Marrying couples are asked to make a donation of $350 to $700 to cover the cost of renting vans and trucks to transport the flowers, and other operating expenses.

Forget Me Knot Flowers has delivered bouquets to numerous agencies, including Women Against Abuse in Philadelphia; Penn Hospice at Rittenhouse; and the Samaritan Center at Voorhees.

On Sunday, easy-listening music by Steely Dan, America and other bands that played 30 years or more before the Haddonfield soccer girls were born, filled the basement as they recut, refreshed and restyled the flowers.

Friends since they were 7 years old, the sophomores, now 16, concentrated as though they were in fourth-period algebra, rarely checking the cellphones they'd tucked into the waistbands of their athletic shorts.

Aware that they are privileged, the girls formed a group they call Teams Work for Good, which supports various charitable causes.

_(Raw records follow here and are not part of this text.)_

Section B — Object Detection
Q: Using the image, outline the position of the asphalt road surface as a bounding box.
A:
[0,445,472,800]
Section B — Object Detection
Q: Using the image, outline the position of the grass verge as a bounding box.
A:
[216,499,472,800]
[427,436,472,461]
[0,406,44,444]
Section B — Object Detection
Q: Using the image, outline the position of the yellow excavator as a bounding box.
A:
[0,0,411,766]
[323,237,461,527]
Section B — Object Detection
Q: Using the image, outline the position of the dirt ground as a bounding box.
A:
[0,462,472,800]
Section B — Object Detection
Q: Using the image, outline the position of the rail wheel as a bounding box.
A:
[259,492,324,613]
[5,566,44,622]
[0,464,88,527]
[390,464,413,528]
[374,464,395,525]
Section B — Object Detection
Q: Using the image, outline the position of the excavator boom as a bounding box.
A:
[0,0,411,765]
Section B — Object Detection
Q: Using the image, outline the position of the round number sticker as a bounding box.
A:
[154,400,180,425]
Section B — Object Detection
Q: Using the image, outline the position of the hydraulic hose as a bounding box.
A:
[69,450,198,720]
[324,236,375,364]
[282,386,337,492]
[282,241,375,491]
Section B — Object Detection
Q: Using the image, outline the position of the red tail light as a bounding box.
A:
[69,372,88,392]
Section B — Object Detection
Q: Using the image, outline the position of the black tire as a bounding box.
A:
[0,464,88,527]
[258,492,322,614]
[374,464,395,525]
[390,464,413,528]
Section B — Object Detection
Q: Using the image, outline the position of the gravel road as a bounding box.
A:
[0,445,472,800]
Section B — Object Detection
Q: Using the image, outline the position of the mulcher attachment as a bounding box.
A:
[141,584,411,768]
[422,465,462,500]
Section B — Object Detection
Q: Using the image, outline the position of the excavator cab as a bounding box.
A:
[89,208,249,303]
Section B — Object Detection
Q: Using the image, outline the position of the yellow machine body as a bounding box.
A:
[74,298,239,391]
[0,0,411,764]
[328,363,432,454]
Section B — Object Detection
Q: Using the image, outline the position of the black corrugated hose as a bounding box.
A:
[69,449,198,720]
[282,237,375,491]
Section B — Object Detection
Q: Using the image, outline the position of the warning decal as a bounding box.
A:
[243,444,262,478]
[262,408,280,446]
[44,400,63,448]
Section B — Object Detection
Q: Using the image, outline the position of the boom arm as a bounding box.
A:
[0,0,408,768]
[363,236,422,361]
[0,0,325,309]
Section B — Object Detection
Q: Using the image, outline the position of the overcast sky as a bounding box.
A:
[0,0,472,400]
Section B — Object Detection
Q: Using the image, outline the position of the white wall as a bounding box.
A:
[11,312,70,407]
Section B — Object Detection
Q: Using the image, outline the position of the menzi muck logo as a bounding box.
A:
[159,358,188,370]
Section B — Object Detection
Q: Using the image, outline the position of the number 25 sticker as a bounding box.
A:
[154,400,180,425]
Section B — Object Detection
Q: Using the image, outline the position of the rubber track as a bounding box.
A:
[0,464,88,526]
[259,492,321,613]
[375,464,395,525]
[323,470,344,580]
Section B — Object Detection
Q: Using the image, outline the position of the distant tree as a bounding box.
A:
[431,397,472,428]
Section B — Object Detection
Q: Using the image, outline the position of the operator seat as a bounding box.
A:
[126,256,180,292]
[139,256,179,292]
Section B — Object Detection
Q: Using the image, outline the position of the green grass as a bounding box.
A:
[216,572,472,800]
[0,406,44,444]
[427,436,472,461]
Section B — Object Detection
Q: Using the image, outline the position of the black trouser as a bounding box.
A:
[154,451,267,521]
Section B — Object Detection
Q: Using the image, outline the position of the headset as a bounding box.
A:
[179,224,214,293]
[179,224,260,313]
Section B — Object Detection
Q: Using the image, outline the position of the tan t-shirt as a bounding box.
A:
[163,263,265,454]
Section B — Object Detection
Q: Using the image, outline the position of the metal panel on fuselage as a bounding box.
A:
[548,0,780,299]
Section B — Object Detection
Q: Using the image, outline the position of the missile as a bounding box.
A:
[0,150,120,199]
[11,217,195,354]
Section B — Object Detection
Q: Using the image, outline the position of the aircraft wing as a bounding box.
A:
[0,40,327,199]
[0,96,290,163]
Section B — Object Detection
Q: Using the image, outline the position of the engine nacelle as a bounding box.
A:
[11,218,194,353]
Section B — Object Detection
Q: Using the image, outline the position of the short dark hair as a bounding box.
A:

Recently, they did volunteer work for an anti-hunger agency.

"We are so fortunate in our lives here," said Sofia Presenza. "We need to give back."

What they gave back in a fragrant endeavor of noblesse oblige was 126 bouquets in less than two hours' work.

"Let's go," Tom said, and he and Davis were off to Spring Hills senior living community in Cherry Hill.

Davis encountered a white-haired woman in the lobby.

"Hi, there. How are you?" Davis asked. She offered the woman a bouquet, small but stunning in a vase filled with water.

"Are you sure I'm the one who gets them?" asked Mary Joan Stamos, 85, of North Philadelphia.

"It's yours," Davis assured her.

Stamos began to cry. "I was miserable, and now I'm happy. You made me feel so much better. And you're pretty, too."

Davis didn't seem to hear the compliment. She was off to deliver more bedside bouquets in the facility's dining room.

Asked why it's important, Davis shrugged and smiled, offering the only reason she can think of:

"We have to do this," she said. "I just love it when people's faces light up."